31 of the characters in the block are categorized as marks. 27 of these marks are subcategorized as non-spacing; the remaining four are spacing-combining.

Of the non-spacing marks, 20 are classified as CANTILLATION (or tone-marker) indicators, which modify the pitch of vowels. Most of these marks are generally positioned above or below the main character, using GPOS mark attachment, in a position that does not interact or interfere with the main character. In Unicode, the CANTILLATION classification is separate from the TONE_MARKER classification used in some scripts for semantic reasons; the two classifications are identical for shaping purposes.

Some of the marks (cantillation and non-cantillation) are classified as OVERSTRUCK in the Mark-placement subclass column. This indicates that the mark is intended to be rendered on top of the preceding character. During reordering, OVERSTRUCK marks are tagged for the ordering position POS_AFTER_MAIN.

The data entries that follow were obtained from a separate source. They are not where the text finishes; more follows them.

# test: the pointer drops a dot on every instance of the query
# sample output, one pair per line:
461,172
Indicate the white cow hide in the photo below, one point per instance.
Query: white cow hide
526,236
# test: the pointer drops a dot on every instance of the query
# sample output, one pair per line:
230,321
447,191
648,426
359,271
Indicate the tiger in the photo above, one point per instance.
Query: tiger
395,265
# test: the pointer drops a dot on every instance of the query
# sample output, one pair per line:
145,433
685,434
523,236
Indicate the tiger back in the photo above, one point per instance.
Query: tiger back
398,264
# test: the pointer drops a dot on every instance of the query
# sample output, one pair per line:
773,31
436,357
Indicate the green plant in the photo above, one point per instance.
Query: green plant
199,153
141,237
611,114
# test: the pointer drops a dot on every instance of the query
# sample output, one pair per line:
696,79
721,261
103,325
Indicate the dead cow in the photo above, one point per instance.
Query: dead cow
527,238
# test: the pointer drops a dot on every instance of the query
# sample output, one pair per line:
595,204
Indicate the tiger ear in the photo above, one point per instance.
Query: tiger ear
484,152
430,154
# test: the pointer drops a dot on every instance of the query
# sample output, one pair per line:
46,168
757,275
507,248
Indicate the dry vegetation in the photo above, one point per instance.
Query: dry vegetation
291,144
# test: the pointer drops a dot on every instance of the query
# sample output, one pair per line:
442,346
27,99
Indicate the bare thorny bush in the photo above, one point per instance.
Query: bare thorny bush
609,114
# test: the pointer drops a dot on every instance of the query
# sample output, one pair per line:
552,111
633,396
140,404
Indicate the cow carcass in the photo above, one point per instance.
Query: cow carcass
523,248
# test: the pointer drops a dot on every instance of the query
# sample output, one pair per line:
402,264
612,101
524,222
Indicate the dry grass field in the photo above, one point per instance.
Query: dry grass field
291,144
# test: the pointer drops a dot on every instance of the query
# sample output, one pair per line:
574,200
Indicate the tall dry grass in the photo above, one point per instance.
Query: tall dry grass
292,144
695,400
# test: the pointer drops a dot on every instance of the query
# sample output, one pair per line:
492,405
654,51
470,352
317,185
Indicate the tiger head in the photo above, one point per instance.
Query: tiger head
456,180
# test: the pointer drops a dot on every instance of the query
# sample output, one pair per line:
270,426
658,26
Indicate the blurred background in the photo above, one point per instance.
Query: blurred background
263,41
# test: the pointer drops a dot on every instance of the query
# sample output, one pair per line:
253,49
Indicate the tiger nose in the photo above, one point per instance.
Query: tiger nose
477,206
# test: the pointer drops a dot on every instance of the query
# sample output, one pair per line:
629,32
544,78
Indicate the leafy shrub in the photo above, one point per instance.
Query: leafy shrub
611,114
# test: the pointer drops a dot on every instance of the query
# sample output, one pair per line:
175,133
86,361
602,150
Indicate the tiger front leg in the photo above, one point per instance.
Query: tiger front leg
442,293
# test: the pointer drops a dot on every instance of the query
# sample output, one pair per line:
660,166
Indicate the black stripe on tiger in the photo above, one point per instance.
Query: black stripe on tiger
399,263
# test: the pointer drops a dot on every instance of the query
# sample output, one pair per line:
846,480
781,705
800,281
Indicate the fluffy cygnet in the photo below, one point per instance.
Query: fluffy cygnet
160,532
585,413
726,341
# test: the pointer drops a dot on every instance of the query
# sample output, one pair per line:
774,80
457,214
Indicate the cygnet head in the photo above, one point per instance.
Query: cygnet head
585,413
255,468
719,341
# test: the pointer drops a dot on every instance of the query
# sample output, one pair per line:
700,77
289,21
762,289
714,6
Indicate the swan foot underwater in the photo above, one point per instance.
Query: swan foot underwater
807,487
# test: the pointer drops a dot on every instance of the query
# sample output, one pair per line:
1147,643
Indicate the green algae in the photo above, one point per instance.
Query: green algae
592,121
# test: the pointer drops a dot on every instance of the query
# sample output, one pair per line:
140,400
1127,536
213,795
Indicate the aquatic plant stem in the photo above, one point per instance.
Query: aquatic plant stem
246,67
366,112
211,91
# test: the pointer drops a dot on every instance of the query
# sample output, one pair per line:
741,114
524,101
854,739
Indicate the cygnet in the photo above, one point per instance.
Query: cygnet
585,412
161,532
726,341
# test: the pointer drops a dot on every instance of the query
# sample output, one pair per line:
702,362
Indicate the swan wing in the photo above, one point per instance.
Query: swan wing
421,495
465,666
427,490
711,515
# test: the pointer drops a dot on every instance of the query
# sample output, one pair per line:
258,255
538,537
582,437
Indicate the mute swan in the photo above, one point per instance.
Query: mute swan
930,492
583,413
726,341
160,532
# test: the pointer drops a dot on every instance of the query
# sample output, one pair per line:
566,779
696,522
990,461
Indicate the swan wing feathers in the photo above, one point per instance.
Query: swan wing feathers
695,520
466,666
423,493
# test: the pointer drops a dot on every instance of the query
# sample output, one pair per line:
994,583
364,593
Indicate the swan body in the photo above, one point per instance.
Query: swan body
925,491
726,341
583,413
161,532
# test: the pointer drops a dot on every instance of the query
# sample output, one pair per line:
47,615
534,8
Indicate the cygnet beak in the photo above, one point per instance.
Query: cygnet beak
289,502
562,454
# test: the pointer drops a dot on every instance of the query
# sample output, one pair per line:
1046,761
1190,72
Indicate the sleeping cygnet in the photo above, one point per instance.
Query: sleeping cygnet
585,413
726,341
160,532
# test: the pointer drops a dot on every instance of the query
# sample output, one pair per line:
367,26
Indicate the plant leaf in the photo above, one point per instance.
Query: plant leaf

Some marks are classified, for shaping purposes, as AVAGRAHA or VISARGA. This indicates that the mark behaves more like the Avagraha or Visarga character than like a diacritic.

Characters that are categorized in Unicode as letters vary with respect to whether or not they trigger special behavior in the shaping process. These include letters that are classified as CONSONANT and letters that are classified as AVAGRAHA.